6. The next issue which has been raised by the assessee that no addition could have been made under section 68 of the Act in the case of the assessee. According to the assessee, the case of the assessee is of cash debit and not of cash credit, hence provisions of section 68 are not attracted. We find that the Ld. CIT(A) has rejected this contention of the assessee. We agree with the contention of the asseesee that addition for short term capital loss cannot be made under section 68 of the Act, because addition has not been made for unexplained credit on sale of the shares during the year but in respect of the claim of bogus short capital loss. In the case of the assessee, correct action would be disallowance of claim of the short capital loss of the assessee. However, in our opinion, mentioning wrong section in the assessment order cannot render the entire assessment null and void. It is not the jurisdictional requirement for completing the assessment. The Assessing Officer has correctly acquired the jurisdiction over the case and only mistake is under which section the addition should be made.
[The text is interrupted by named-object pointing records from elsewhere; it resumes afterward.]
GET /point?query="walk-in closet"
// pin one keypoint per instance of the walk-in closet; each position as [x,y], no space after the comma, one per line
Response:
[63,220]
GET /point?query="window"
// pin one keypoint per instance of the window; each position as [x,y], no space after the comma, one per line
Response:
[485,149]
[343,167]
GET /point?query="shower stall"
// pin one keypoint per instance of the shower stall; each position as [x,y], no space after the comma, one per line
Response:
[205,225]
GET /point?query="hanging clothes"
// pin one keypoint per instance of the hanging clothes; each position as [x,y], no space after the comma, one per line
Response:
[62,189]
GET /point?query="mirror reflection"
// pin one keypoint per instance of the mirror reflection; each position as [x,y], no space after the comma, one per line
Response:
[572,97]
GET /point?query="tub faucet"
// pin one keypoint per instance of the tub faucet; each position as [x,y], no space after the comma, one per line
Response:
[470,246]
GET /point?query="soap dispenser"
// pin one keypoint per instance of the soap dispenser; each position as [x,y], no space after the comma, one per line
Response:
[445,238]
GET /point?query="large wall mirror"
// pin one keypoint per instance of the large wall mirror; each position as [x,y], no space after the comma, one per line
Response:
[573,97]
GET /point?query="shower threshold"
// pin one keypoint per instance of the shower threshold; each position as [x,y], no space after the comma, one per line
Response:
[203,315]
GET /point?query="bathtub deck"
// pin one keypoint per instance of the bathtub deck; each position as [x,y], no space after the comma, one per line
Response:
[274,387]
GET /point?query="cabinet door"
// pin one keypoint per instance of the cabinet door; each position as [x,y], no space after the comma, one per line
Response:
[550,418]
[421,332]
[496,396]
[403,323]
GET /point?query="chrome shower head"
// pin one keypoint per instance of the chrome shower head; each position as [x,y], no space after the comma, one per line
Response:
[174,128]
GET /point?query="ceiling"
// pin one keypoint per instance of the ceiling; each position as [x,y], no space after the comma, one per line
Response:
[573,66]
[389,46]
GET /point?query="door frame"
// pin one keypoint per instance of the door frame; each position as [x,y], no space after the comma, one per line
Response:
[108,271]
6.1 In view of the law pronounced in the L. Hazari Mal Kuthiala vs. ITO (1961) 41 ITR 12 (SC), ITO vs. Seghu Buchiah Setty (1964) 52 ITR 538 (SC) : TC52R.1343 and P.M. Bharucha & Co. vs. ITO (1969) 74 ITR 513 (Guj), it is well settled that where the power to proceed is actually there, the mere reference to a wrong section for authority to act, will not vitiate the action taken. The Honble HIGH COURT OF DELHI in the case of IMPERIAL BOX & CARTON MAKERS VS. COMMISSIONER OF INCOME TAX, reported in (1991) 97 CTR 0122 also upheld that mere mentioning of wrong section cacnot invalidate the penalty levied. The relevant finding of the Hon’ble High Couty is reproduced as under:
“2. The question involved is with regard to levy of penalty. In the order passed by the Tribunal under s. 256(1), it has been observed as under :
“8. Question Nos. 1 and 2 as framed, were discussed in detail by the Tribunal in para 7 while deciding the appeal. The Tribunal pointed out that at the time of completing assessment the ITO initiated penalty proceedings under s. 271(1)(c)_ of the Act, 1961. Simply because the ITO in the body of the order mentioned a wrong section, it will not invalidate the order. Commissioner (A) has clearly held that Explanation to s. 271(1)(c) was attracted in the present cases. Before the learned Commissioner(A) no such plea was taken that the ITO applied wrong provision for imposing penalty. Moreover the Tribunal after hearing the assessee and considering the material on record came to the finding of fact that provision of s. 271(1)(c) were attracted. Even according to the assessee in the present case Explanation to s. 271(1)(c) is attracted. That provision was interpreted by the Tribunal after appreciating the facts. Thus no question of law would arise on these points.
6.2 In view of the above, we reject the contention of the asssessee to nullify the order due to wrong application of section by the Assessing Officer while rejecting the claim of the short term capital gain. The grounds of the appeal are accordingly dismissed.
7. In the result, the appeal of the assessee is dissmissed.
Order is pronounced in the open court on 7th January, 2020.